Coffee by itself has shown some amazing health benefits, such as lowering the risk for chronic diseases and cancers, reducing risk of suicide, and lowering your chance of developing a brain-related disease such as Alzheimer’s and dementia. Consumed in lower doses, it can give your body a boost of energy and motivation without the side effects of headaches or insomnia. The problem comes when you are already chronically stressed and you add highly caffeinated coffee to the mix; for many people, this only adds to your elevated cortisol levels.

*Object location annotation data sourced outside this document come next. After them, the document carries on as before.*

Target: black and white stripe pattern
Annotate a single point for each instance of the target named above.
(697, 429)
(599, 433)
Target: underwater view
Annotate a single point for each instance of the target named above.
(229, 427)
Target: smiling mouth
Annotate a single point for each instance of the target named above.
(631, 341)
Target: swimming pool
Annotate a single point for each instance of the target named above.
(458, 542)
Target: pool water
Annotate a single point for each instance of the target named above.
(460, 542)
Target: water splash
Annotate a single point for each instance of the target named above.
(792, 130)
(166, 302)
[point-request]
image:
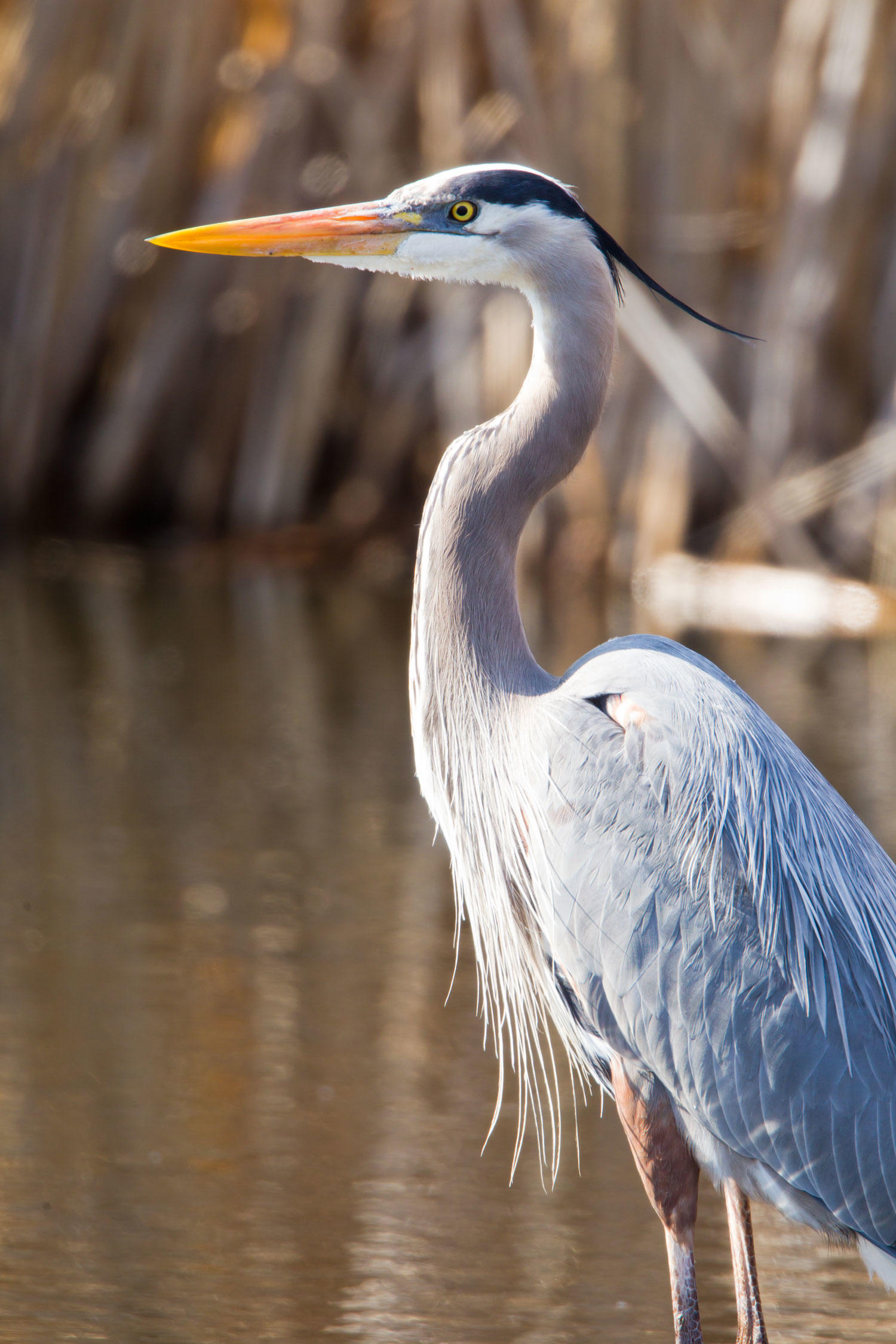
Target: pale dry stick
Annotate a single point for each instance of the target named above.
(797, 498)
(803, 280)
(793, 70)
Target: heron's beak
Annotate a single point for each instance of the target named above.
(371, 229)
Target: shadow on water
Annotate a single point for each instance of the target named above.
(233, 1105)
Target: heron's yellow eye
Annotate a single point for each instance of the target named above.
(464, 211)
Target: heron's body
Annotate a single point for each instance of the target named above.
(644, 858)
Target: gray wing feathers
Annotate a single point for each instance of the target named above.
(730, 922)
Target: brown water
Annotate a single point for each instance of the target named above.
(233, 1105)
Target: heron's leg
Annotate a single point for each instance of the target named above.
(751, 1328)
(670, 1175)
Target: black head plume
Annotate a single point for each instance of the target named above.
(618, 257)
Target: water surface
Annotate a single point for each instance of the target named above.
(233, 1104)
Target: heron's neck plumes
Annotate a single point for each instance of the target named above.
(465, 609)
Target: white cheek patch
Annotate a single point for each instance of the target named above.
(453, 257)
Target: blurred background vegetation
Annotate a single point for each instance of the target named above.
(746, 155)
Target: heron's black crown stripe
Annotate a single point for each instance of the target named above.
(517, 187)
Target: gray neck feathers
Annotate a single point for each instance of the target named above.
(467, 619)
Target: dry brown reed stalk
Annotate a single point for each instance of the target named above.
(743, 154)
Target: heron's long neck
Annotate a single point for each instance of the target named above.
(467, 619)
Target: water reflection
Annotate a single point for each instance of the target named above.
(233, 1105)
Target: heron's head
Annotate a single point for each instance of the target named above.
(488, 223)
(485, 223)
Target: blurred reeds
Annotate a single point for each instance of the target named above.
(746, 155)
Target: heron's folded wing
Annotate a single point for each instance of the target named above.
(729, 921)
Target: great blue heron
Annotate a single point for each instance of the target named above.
(644, 858)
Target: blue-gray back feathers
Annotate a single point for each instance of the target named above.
(729, 921)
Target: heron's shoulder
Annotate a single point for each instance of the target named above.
(668, 678)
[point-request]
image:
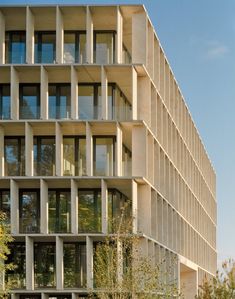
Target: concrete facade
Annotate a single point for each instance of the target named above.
(153, 154)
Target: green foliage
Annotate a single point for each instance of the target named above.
(222, 286)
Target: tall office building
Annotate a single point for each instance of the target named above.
(91, 117)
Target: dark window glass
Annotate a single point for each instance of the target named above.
(59, 210)
(89, 211)
(16, 277)
(44, 265)
(5, 101)
(74, 156)
(14, 154)
(104, 47)
(104, 154)
(45, 47)
(74, 47)
(5, 204)
(29, 211)
(29, 101)
(74, 265)
(44, 156)
(59, 100)
(15, 47)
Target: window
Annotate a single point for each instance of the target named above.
(16, 277)
(29, 101)
(29, 211)
(104, 155)
(45, 47)
(44, 155)
(74, 46)
(59, 210)
(89, 211)
(104, 47)
(15, 46)
(74, 265)
(59, 100)
(5, 101)
(44, 265)
(14, 155)
(74, 156)
(5, 204)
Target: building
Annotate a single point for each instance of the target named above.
(91, 115)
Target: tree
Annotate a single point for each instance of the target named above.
(222, 286)
(5, 239)
(123, 271)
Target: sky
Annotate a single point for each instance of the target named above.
(198, 37)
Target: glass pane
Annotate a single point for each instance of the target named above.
(89, 211)
(5, 102)
(86, 107)
(74, 265)
(69, 156)
(104, 48)
(104, 157)
(29, 100)
(14, 152)
(29, 211)
(44, 265)
(16, 277)
(15, 47)
(59, 211)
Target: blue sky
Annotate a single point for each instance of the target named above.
(199, 40)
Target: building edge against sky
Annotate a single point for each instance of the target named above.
(85, 98)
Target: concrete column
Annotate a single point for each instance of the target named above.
(59, 150)
(119, 38)
(44, 93)
(74, 94)
(2, 38)
(89, 260)
(28, 149)
(29, 36)
(14, 94)
(59, 263)
(134, 94)
(89, 150)
(118, 157)
(14, 189)
(74, 207)
(29, 264)
(59, 36)
(44, 206)
(89, 36)
(104, 93)
(2, 151)
(104, 198)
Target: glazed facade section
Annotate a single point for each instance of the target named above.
(83, 100)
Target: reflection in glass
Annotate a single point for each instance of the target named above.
(59, 100)
(5, 101)
(74, 47)
(29, 211)
(74, 265)
(15, 46)
(59, 211)
(45, 47)
(44, 265)
(16, 277)
(44, 155)
(74, 156)
(104, 153)
(89, 211)
(29, 101)
(104, 45)
(14, 156)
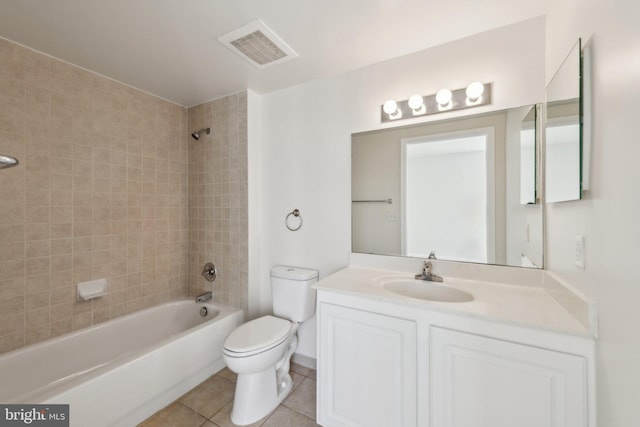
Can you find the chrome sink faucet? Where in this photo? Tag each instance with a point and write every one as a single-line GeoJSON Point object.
{"type": "Point", "coordinates": [427, 275]}
{"type": "Point", "coordinates": [204, 297]}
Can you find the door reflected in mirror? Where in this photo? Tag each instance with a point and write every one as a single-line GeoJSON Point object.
{"type": "Point", "coordinates": [529, 157]}
{"type": "Point", "coordinates": [445, 182]}
{"type": "Point", "coordinates": [455, 188]}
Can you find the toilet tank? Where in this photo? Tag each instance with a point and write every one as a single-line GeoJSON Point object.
{"type": "Point", "coordinates": [293, 297]}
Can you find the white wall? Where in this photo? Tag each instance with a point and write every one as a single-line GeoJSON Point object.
{"type": "Point", "coordinates": [608, 216]}
{"type": "Point", "coordinates": [306, 138]}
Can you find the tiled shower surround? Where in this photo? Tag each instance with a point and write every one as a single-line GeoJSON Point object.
{"type": "Point", "coordinates": [102, 191]}
{"type": "Point", "coordinates": [218, 199]}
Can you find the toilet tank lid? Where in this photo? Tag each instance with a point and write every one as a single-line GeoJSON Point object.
{"type": "Point", "coordinates": [293, 273]}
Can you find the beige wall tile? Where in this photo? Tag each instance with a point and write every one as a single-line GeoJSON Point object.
{"type": "Point", "coordinates": [77, 207]}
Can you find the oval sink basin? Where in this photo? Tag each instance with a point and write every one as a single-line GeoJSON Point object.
{"type": "Point", "coordinates": [427, 291]}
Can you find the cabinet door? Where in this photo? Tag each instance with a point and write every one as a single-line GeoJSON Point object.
{"type": "Point", "coordinates": [477, 381]}
{"type": "Point", "coordinates": [366, 369]}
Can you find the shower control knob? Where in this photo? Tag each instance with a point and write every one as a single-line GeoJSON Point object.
{"type": "Point", "coordinates": [209, 272]}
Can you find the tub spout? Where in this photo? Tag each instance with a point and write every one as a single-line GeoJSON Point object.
{"type": "Point", "coordinates": [204, 297]}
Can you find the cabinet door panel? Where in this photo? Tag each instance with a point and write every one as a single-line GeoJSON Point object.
{"type": "Point", "coordinates": [367, 369]}
{"type": "Point", "coordinates": [478, 381]}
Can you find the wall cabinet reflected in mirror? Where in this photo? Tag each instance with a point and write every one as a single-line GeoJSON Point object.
{"type": "Point", "coordinates": [563, 131]}
{"type": "Point", "coordinates": [456, 188]}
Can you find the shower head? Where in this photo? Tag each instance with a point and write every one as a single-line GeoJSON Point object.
{"type": "Point", "coordinates": [196, 135]}
{"type": "Point", "coordinates": [7, 161]}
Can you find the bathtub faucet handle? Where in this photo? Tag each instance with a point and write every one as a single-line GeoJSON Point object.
{"type": "Point", "coordinates": [204, 297]}
{"type": "Point", "coordinates": [209, 272]}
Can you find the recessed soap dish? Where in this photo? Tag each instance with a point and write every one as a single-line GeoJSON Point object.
{"type": "Point", "coordinates": [92, 289]}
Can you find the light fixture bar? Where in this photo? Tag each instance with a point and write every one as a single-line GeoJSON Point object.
{"type": "Point", "coordinates": [459, 101]}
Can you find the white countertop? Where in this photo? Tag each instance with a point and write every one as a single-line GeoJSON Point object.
{"type": "Point", "coordinates": [521, 305]}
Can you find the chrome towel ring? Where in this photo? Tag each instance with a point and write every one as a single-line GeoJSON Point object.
{"type": "Point", "coordinates": [291, 217]}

Suggested caffeine consumption per day for adults is 300 to 400 mg, or about three to four cups, but, if you’re in the group of people who don’t tolerate caffeine well, I recommend less. What are the other alternatives? Drinking water infusions with citrus and mint will give your body a natural boost of energy without any harmful side effects. Or, one of my personal favorites is matcha green tea made from the entire leaf rather than just herbs brewed in water. Easily added to green smoothies, it contains high levels of antioxidants, vitamins, minerals, and amino acids, as well as healthy levels of caffeine for your body. In addition, it contains L-theanine, which helps to reduce stress levels in the body while boosting memory and concentration.
The truth about coffee and adrenal fatigue is that it really depends on the person. Good news? Maybe, but be sure to take the time to listen to your body and see what it’s trying to tell you. Taking a break from coffee or caffeine can be a great idea, especially when there are other alternatives available. And if you’re already living a healthy lifestyle with no major issues with chronic stress, coffee probably won’t be your downfall.